Nós temos com essa crise financeira americana, que com o efeito dominó esparrama-se pelo mundo, uma boa oportunidade para reiniciarmos ou aprofundarmos a discussão sobre alguns pontos cruciais para a Indústria e para o Comércio Exterior brasileiros.
Todos nós sabemos que à medida que a internacionalização da economia cresceu nas últimas décadas, a prática da exportação tornou-se fundamental para o desenvolvimento e crescimento do Brasil. Sabemos, também, que são grandes as dificuldades para tornar nossos produtos competitivos no Mercado Externo.
Interessante constatar que todos os países, sem exceção, fazem ajustes nos seus modelos econômicos sempre em função da relação comercial que possuem com o mundo globalizado. Hora se ajustam para defender o mercado interno das investidas dos produtos estrangeiros, hora se ajustam para facilitar a vida dos exportadores, gerando riquezas e conquistando novos mercados internacionais.
Pois é hora do Brasil retomar esse debate. Qual o modelo econômico adequado para enfrentar os tempos que sinalizam chegar? É momento de aproveitar oportunidades e fazer as movimentações certas no menor espaço de tempo.
Assim, a Reforma Tributária, que tanto já se falou nesse país, precisa voltar a ocupar a atenção de todos (Governo e Sociedade Civil). O Sistema econômico escolhido pelo mundo está, pelo menos momentaneamente, definido: o capitalista.

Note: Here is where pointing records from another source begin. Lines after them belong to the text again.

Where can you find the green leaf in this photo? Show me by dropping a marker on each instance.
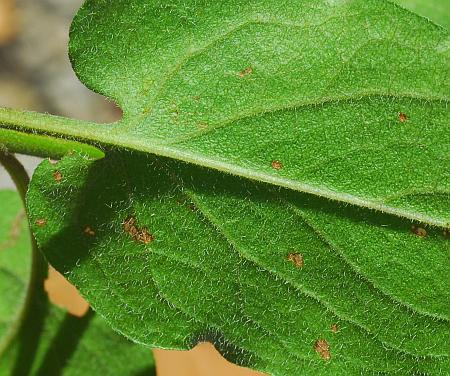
(67, 345)
(344, 99)
(436, 10)
(279, 281)
(78, 346)
(15, 248)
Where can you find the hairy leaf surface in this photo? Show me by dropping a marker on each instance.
(171, 255)
(342, 99)
(15, 256)
(69, 345)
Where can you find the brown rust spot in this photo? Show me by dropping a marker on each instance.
(297, 259)
(419, 231)
(323, 349)
(246, 72)
(402, 117)
(89, 231)
(14, 232)
(277, 165)
(138, 234)
(57, 176)
(41, 222)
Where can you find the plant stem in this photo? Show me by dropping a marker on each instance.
(34, 308)
(21, 141)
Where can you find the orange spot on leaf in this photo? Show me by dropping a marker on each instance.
(41, 222)
(323, 349)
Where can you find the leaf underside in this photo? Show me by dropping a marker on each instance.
(325, 97)
(343, 100)
(172, 254)
(68, 345)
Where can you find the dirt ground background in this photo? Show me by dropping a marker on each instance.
(35, 74)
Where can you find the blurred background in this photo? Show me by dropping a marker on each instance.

O que se faz necessário é ter medidas regulatórias que definam, agora, o modelo.
Para o Brasil, três aspectos do seu modelo econômico sempre se apresentaram pouco amigáveis ao setor produtivo: 1- Juros elevados, 2- Câmbio sobrevalorizado e; 3- Carga Tributária elevada.
Quanto ao primeiro aspecto, o dos Juros, não acredito que teremos mudanças no curto espaço de tempo. O Governo, nesse aspecto, reflete a sociedade e, como um doente hipocondríaco, vive prevenindo-se contra a inflação. Dessa maneira, abaixar a taxa de juros não me parece fazer parte das cogitações imediatas.
O segundo aspecto, o Câmbio sobrevalorizado, é o aspecto irônico do momento. Todos exportadores acham a taxa atual maravilhosa, mas ninguém a pratica. Ou seja, não é possível fechar, atualmente, nenhum pedido de exportação à taxa atual. Quem exporta sabe que o tempo de maturação, após o preço ser dado e aceito pelo cliente, é de cerca de 3 meses; assim, quem é louco de praticar uma taxa de R$ 2,35 se não sabe a quanto fechará o câmbio quando o produto for exportado? Temos que aguardar.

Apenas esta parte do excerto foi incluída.